Washington National Opera: Hamlet

Yes, that's a bag of candy specially branded with "WNO" on each M&M, which the Washington National Opera placed on the armrest of each renewing subscriber's seat for opening night tonight (Wednesday) of Hamlet, the final run of the season.  (It was a nice gesture, though I'm still not happy that they shortened next season and ditched the American Ring cycle right at the end.)  I had thought Ambroise Thomas to be a one-hit wonder, but was surprised to see in the Playbill several dozen other works in his opus, mostly comic operas.  All the same, he hails from an era and environ so solidly classical that I had not expected any rouse from this unfamiliar (to me) opera.  The scenarist's premise, though, was a good start; in double-duty as Director and Set Designer, Thaddeus Strassberger staged the work in post-World War II Denmark, fudging that reality into something rather Commie and totalitarian as an interpretive framework.  So, the new king got fist-pump salutes into the air from his minions, red flags flew, soldiers flanked every scene with aimed rifles, etc.  From there, the music did what we expect mid-19th Century music to do:  It proceeded.  And the staging told the story with competence, and a few good laughs.  (Yes, that is the ghost of King Hamlet in a dog costume, and yes, that is him raising his doggie leg as he pisses onto the column that holds the bust of the King.)  But Thomas's opera takes a magical turn from all that exposition in the final two (of five) acts.  In Act IV, he gives Ophelia's madness scene a grueling coloratura, with harmonies and tone colors that anticipate the 20th Century.  And after she hurls herself into the river to be drowned, there is a surprising, discrete interlude that sounds especially ethereal.  (In this modernist staging, we are given Ophelia suspended by wires after her death, in a moment of Heavenly ascension, and she looks something like a very bottom-heavy Juan Muñoz sculpture, or that ballooned-up kid in Willy Wonka.  Amazingly, this executes without eliciting widespread giggles from the audience.)  The nearly impressionist-sounding music is led by harp, a masterful performance by the always great Susan Robinson.  Act V concludes the opera with similarly lush musical passages and rich dramatic tension.

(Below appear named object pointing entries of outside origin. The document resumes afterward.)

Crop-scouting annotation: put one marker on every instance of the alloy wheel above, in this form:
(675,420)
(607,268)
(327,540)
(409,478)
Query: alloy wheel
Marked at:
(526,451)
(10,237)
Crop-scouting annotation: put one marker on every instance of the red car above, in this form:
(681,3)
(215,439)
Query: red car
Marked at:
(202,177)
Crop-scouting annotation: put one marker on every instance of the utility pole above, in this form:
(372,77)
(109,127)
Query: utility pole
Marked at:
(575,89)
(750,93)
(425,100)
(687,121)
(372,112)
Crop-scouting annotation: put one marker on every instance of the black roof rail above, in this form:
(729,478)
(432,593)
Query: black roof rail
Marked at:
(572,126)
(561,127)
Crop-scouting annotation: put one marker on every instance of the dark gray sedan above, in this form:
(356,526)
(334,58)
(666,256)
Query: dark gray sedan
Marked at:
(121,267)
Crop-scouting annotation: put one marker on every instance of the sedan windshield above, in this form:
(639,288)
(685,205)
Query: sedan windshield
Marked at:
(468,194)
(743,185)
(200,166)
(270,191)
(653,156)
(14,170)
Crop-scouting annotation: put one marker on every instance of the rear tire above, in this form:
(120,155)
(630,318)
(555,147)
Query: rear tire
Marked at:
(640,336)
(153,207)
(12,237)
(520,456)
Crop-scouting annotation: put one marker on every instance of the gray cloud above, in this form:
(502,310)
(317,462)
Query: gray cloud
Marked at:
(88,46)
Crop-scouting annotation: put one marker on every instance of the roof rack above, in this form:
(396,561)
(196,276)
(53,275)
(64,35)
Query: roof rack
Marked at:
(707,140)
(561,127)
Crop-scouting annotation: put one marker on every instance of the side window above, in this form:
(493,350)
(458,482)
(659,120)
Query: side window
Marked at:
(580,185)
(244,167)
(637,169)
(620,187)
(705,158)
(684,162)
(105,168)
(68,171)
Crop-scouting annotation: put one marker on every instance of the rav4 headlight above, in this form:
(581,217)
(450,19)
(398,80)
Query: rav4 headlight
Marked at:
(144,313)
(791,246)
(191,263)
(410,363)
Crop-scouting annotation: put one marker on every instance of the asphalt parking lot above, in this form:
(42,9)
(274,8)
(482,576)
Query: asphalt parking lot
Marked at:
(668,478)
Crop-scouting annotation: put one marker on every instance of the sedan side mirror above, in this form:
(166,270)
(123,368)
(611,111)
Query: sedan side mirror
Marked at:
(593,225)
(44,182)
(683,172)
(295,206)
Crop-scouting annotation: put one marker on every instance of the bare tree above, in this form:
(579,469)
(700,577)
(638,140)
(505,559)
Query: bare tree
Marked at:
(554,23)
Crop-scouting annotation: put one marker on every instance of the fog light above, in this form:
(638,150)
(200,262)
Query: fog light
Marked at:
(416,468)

Surely the highlight of the evening was Elizabeth Futral's virtuosic coloratura as Ophelia, and the audience's roars certainly agreed.  Hamlet has six more performances in its run through June 4.  As usual, this blog always highlights associated ticket deals, and the current one is for half-priced tickets for most of the run; click here for TICKETPLACE DC.

Lastly, in terms of recommending a recording of the work, there is an obvious choice on EMI, not only because the singing cast includes Samuel Ramey who also sings in this WNO production, but also because it features the great Thomas Hampson in the title role.  Dating from 2001, this is, by all accounts, the definitive recording.